Web: Use the intake variable prompts as a structured form. The Phase 4 conflict check works best when the user can paste in existing metric definitions from their wiki or dashboard system.
IDE: Useful when building metric configuration files or dbt metric definitions. The formalized spec maps directly to dbt metric syntax fields (name, label, description, model, measure, dimensions).
Any LLM: The phase structure works with any capable model. Phase 2 validation and Phase 4 conflict checking require genuine reasoning ability — do not reduce to haiku for those phases. Sonnet or above recommended for accurate definitional gap detection.
📋 Compliance
AI Governance Alignment: Supports data governance frameworks (DAMA-DMBOK, DCAM) by enforcing metric standardization, owner assignment, and conflict resolution. Output spec format is compatible with most data catalog tools (Collibra, Alation, DataHub).
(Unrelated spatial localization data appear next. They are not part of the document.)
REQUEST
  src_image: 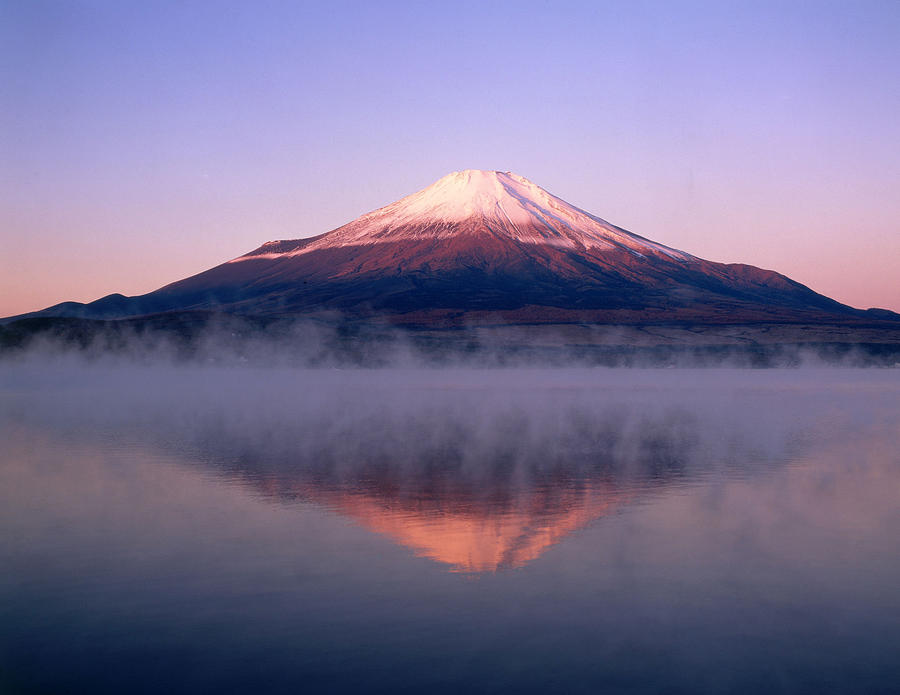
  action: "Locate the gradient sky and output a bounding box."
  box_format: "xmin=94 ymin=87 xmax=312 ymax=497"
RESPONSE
xmin=2 ymin=0 xmax=899 ymax=316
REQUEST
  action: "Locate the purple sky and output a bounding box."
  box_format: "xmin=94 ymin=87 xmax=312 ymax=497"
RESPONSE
xmin=2 ymin=0 xmax=899 ymax=316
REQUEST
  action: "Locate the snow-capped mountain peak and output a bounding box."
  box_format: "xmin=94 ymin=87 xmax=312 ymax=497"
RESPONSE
xmin=18 ymin=169 xmax=883 ymax=328
xmin=235 ymin=170 xmax=691 ymax=261
xmin=374 ymin=169 xmax=560 ymax=225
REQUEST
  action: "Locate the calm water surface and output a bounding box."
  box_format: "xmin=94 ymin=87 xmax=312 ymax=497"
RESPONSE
xmin=1 ymin=366 xmax=899 ymax=694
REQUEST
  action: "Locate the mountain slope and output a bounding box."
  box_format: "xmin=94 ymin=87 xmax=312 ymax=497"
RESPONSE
xmin=7 ymin=170 xmax=898 ymax=327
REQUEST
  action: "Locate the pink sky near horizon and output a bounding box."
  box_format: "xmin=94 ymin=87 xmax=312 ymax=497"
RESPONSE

PII Risk Level: low — Metric specifications are definitional documents, not data extracts. No individual-level data is processed. If
{{SOURCE_MATERIAL}} contains sample data with PII, prompt the requester to anonymize before providing.
Model Recommendation: sonnet — Phase 2 (validation) and Phase 4 (conflict detection) require analytical reasoning to identify subtle definitional gaps and overlap patterns. Haiku is insufficient for reliable precision and completeness testing.
Data Handling: No data is stored between sessions. Metric specifications produced should be saved by the user to their data dictionary or documentation system. The skill does not connect to live data sources; source validation must be performed by the metric owner.